Nicolas Bordier : Comme ça a été dit plus haut, la phase sensibilisation, la prise de conscience est essentielle. En l’occurrence, un des premiers axes à emprunter pour un CTO est en effet d’aligner dans les projets KPI économiques et KPI environnementales, d’aligner les trois P : people, planète et profits. S’il y a les trois, ça marche.

Wojciech Wojcik : Et puis, on peut éviter la course à la dernière technologie. Elle pousse les utilisateurs à renouveler leur matériel. Un des grands débats aujourd’hui est ouvert autour de la 5G. En réalité, le sujet n’est pas tant que des antennes vont être déployées et consommer plus. La certitude, en revanche, est l’accélération du remplacement de matériel pour des raisons de compatibilité. On va planter 80% de la pollution générée par la construction ou l’acheminement du matériel que l’on possède aujourd’hui.

Aussi, si votre service ou votre application peut tourner sur une ancienne version d’appareils, c’est tout « bénèf ».

Il y a, par ailleurs, des choses intéressantes aussi dans le domaine de l’adaptation des services à la qualité du réseau. Il existe par exemple un client mail capable de proposer une version allégée de son service s’il détecte que le temps de chargement est long. Des bonnes pratiques, il y en a en réalité partout, du côté développement, backend, JavaScript, hosting…

Nicolas Bordier : Pour compléter, en termes d’archi, il y a des patterns à appliquer sur le cloud, sur le dev mobile.

Est-ce qu’une architecture en monolithe est plus propre qu’en micro services ?

Stéphanie Durr : Pour moi, ça dépend si on appelle tous ses services ou non. Si quand vous démarrez votre application, tous sont lancés dès le départ, vous aurez un impact plus important. En revanche, si vous appelez vos services au moment où ils sont nécessaires le monolithe à une empreinte plus importante.

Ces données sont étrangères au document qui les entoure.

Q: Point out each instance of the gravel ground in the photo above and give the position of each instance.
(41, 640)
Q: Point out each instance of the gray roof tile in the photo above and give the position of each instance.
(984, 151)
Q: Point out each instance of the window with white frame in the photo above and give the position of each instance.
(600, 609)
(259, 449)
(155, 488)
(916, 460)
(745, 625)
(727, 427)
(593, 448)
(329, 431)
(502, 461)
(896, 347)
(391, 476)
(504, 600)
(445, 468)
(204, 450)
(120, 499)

Wojciech Wojcik : En matière d’architecture, un des drivers qui poussent à mettre en place des micro services est la possibilité de faire de la scabilité différenciée. Si dans un gros monolithe une partie est plus sollicitée, genre la consultation du catalogue, il y a un intérêt d’affecter un micro service de manière spécifique pour encaisser le trafic. Ça évite à chaque fois de scaler un monolithe entier distribué sur beaucoup de serveurs.

Une recommandation cloud ?

Stéphanie Durr : Beaucoup d’hébergeurs mènent des actions pour améliorer leur empreinte, des data center se créent dans des pays froids par exemple. Si nous pouvons privilégier ces hébergeurs, là, forcément nous allons leur donner plus de moyens pour continuer leurs actions. Il est possible d’en trouver sur Google en tapant “hébergeurs écologiques”.